Much of the debate surrounding “free will” concerns the amount of freedom that is implied by “free”. If we are “free” can we choose to do anything? Or in its limit is to be “free” to have a choice, e.g. be able to choose something or something else?

We will come to these points later.

The Will

Who Is Driving?

Let’s start by looking in more detail at the “will”. There are some presumptions we can make. You may not agree to all of them. But setting them out helps our thinking.

antique auto automobile automotive
Photo by Pixabay on

Human being are just matter. I am a materialist: matter is all we need to explain how human beings operate in the world. This denies the existence of any spiritual component that is independent of the matter of our bodies. We do not require a ghost to inhabit the machine, whether that be a religious soul or quantum shenanigans.

Human beings are embodied. Each of us are delineated within the world by pointing to a separable collection of matter: our bodies.

It is worth noting that human beings are not a constant set of matter: our cells are generated, act and then die. Different cells have different lifespans, and many cells only survive for days or weeks. Our bodies are themselves an abstraction, a la Heraclitus. However, the longest living cells, those of our brain and nervous system, also seem to be the cells that help define us.

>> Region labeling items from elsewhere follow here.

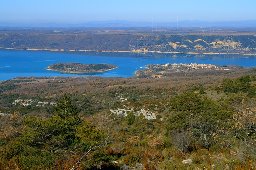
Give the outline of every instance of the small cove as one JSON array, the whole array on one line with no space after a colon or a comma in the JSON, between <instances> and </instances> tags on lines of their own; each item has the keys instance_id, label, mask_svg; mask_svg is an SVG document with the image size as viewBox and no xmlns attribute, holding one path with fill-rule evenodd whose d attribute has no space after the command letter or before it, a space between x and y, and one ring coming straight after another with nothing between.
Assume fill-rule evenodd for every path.
<instances>
[{"instance_id":1,"label":"small cove","mask_svg":"<svg viewBox=\"0 0 256 170\"><path fill-rule=\"evenodd\" d=\"M118 68L107 72L66 74L44 69L59 62L106 63ZM256 66L255 56L238 54L146 54L131 52L61 52L0 49L0 81L19 76L97 76L128 77L150 64L166 63L210 64Z\"/></svg>"}]
</instances>

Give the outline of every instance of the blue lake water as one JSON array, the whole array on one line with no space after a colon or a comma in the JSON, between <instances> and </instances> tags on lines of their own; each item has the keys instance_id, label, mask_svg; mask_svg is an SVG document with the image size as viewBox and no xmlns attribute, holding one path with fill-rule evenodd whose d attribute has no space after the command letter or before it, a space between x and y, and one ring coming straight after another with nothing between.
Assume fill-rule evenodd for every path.
<instances>
[{"instance_id":1,"label":"blue lake water","mask_svg":"<svg viewBox=\"0 0 256 170\"><path fill-rule=\"evenodd\" d=\"M83 74L68 74L44 70L50 64L59 62L82 64L106 63L119 67L107 72ZM236 54L186 54L148 53L54 52L0 49L0 81L15 77L88 76L128 77L134 76L137 70L150 64L166 63L211 64L256 66L255 56Z\"/></svg>"}]
</instances>

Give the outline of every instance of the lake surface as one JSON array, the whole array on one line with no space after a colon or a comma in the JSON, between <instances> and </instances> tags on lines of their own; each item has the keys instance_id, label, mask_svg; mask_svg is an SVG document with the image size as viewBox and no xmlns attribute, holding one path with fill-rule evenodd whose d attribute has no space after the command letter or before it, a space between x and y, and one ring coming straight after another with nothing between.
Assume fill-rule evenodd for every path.
<instances>
[{"instance_id":1,"label":"lake surface","mask_svg":"<svg viewBox=\"0 0 256 170\"><path fill-rule=\"evenodd\" d=\"M107 72L70 74L44 70L52 64L79 62L106 63L119 67ZM186 54L148 53L55 52L0 49L0 81L19 76L88 76L128 77L150 64L166 63L211 64L256 66L255 56L236 54Z\"/></svg>"}]
</instances>

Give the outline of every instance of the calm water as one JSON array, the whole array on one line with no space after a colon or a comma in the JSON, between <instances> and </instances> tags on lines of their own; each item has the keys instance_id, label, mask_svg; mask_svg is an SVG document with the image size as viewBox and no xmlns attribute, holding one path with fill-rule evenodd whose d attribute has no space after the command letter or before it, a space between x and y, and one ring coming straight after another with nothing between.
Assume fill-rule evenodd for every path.
<instances>
[{"instance_id":1,"label":"calm water","mask_svg":"<svg viewBox=\"0 0 256 170\"><path fill-rule=\"evenodd\" d=\"M107 72L81 74L67 74L44 69L58 62L106 63L118 66ZM256 57L238 55L100 53L52 52L0 49L0 81L21 76L61 76L96 75L105 77L131 77L136 70L149 64L166 63L211 64L256 66Z\"/></svg>"}]
</instances>

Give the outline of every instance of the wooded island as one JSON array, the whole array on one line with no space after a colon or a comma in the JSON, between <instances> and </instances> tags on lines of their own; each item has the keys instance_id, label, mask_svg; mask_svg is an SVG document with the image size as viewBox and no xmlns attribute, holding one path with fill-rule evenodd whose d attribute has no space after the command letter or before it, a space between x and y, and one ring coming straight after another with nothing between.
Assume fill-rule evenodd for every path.
<instances>
[{"instance_id":1,"label":"wooded island","mask_svg":"<svg viewBox=\"0 0 256 170\"><path fill-rule=\"evenodd\" d=\"M78 63L56 63L51 64L46 70L65 73L82 73L103 72L118 67L108 64L83 64Z\"/></svg>"}]
</instances>

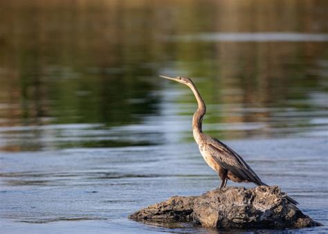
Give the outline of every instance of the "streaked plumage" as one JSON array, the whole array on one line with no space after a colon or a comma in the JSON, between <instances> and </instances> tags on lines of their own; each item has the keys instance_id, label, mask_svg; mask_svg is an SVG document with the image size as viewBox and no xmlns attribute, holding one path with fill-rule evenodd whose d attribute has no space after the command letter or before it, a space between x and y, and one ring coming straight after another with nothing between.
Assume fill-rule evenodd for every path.
<instances>
[{"instance_id":1,"label":"streaked plumage","mask_svg":"<svg viewBox=\"0 0 328 234\"><path fill-rule=\"evenodd\" d=\"M233 149L221 142L205 134L201 129L203 117L206 112L205 102L198 89L190 78L171 78L162 76L166 79L177 81L189 87L197 100L198 109L192 118L192 132L194 140L199 145L199 151L205 161L215 170L221 179L220 188L226 187L228 179L234 182L253 182L258 186L266 186L250 167ZM287 200L293 204L298 202L290 197Z\"/></svg>"}]
</instances>

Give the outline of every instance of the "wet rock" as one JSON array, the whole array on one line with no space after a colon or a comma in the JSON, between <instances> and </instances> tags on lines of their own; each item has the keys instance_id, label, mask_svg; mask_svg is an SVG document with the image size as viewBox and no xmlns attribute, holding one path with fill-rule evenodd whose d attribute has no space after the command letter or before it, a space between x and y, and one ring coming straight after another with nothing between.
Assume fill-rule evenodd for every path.
<instances>
[{"instance_id":1,"label":"wet rock","mask_svg":"<svg viewBox=\"0 0 328 234\"><path fill-rule=\"evenodd\" d=\"M193 222L205 227L284 228L320 226L289 204L277 186L228 187L198 197L172 197L129 215L147 222Z\"/></svg>"}]
</instances>

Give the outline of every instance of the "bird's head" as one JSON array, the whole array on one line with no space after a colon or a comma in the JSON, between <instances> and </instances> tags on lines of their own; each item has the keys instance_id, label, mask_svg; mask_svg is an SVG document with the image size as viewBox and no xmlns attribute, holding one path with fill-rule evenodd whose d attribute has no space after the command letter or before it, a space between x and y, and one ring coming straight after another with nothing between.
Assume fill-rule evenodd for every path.
<instances>
[{"instance_id":1,"label":"bird's head","mask_svg":"<svg viewBox=\"0 0 328 234\"><path fill-rule=\"evenodd\" d=\"M164 75L160 75L160 76L165 79L177 81L179 83L184 84L186 85L188 85L189 84L192 82L190 78L180 77L180 76L178 76L178 77L170 77L170 76L164 76Z\"/></svg>"}]
</instances>

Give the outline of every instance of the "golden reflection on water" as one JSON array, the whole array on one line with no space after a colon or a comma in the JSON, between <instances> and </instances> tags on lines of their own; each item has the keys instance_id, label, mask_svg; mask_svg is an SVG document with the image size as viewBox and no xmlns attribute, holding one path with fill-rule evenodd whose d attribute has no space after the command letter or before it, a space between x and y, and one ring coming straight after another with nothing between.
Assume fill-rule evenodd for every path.
<instances>
[{"instance_id":1,"label":"golden reflection on water","mask_svg":"<svg viewBox=\"0 0 328 234\"><path fill-rule=\"evenodd\" d=\"M317 110L309 96L327 88L327 42L167 38L218 32L325 33L327 5L326 1L1 1L0 127L138 123L145 116L160 114L161 98L154 93L163 89L157 75L167 71L196 78L206 102L222 105L221 112L208 112L207 123L264 122L271 128L275 120L270 107ZM194 101L190 93L177 102ZM269 108L242 110L250 107ZM32 138L44 136L30 134ZM235 138L249 132L221 134ZM29 144L21 141L1 149L20 150L19 145Z\"/></svg>"}]
</instances>

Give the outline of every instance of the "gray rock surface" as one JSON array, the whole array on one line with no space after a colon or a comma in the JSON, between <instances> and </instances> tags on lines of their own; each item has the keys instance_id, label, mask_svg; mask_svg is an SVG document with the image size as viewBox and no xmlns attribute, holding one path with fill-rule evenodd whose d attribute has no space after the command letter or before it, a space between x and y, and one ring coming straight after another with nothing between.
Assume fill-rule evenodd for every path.
<instances>
[{"instance_id":1,"label":"gray rock surface","mask_svg":"<svg viewBox=\"0 0 328 234\"><path fill-rule=\"evenodd\" d=\"M228 187L198 197L179 197L148 206L129 218L147 222L193 222L205 227L284 228L320 226L289 204L277 186Z\"/></svg>"}]
</instances>

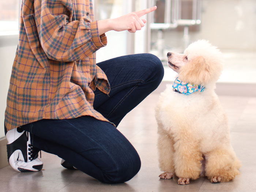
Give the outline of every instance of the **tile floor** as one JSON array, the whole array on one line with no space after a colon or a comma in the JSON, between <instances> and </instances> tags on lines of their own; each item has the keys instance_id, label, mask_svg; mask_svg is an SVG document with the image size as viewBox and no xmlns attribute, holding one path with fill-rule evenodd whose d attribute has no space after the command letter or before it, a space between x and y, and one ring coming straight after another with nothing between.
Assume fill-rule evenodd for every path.
<instances>
[{"instance_id":1,"label":"tile floor","mask_svg":"<svg viewBox=\"0 0 256 192\"><path fill-rule=\"evenodd\" d=\"M230 126L232 144L242 162L241 175L228 183L212 184L205 178L187 185L177 178L160 180L158 166L157 124L154 108L161 86L128 113L118 127L140 155L141 169L125 183L102 183L79 170L66 170L55 155L42 153L44 170L19 173L8 166L0 169L0 191L256 191L256 97L220 95Z\"/></svg>"}]
</instances>

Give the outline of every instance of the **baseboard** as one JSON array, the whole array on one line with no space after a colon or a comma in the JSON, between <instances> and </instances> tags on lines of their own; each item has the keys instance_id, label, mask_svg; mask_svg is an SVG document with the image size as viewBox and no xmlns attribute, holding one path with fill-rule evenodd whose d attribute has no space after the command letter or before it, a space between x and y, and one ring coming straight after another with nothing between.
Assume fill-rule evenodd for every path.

The primary organ of control is the brain. To live and to be able to act we need certain parts of our bodies more than others. We can lose limbs and certain organs but not our head or heart. Although our sensory and control apparatus are distributed throughout our bodies, the root of intelligent control is the brain inside the head (you can have a heart transplant but not a brain transplant).

Even to position control within the brain is semi-controversial. Try this thought experiment: did Mike the headless chicken have any choice over its actions? It apparently “attempted to preen, peck for food and crow” (“though with limited success”). Observing Mike we ask: did he choose to preen at that time rather than peck?

Pulling these together, we can say that if the “will” is that which makes decisions and controls our actions, it is primarily located with the matter of our brains within our bodies.

The Will and Our Frontal Lobes

We have seen how the “will” may be primarily located within the brain. Neuroscience allows us to go one further: many of the functions we ascribe to the “will” may be located with the frontal lobes of the brain.

Sebastian023 [CC BY-SA 3.0 ], via Wikimedia Commons
Quick caveat: when we look at the frontal lobes we have to beware the reductionist quest for the homunculus. When we as human being think and act we use the whole brain (not 10%!), with different aspects of our thoughts being represented in neuronal structures in different areas that are all tied together in time by more neuronal structures. However, brain damage and brain imaging does show correlation between particular areas and certain functions. How we think is also heavily influenced by our bodily state.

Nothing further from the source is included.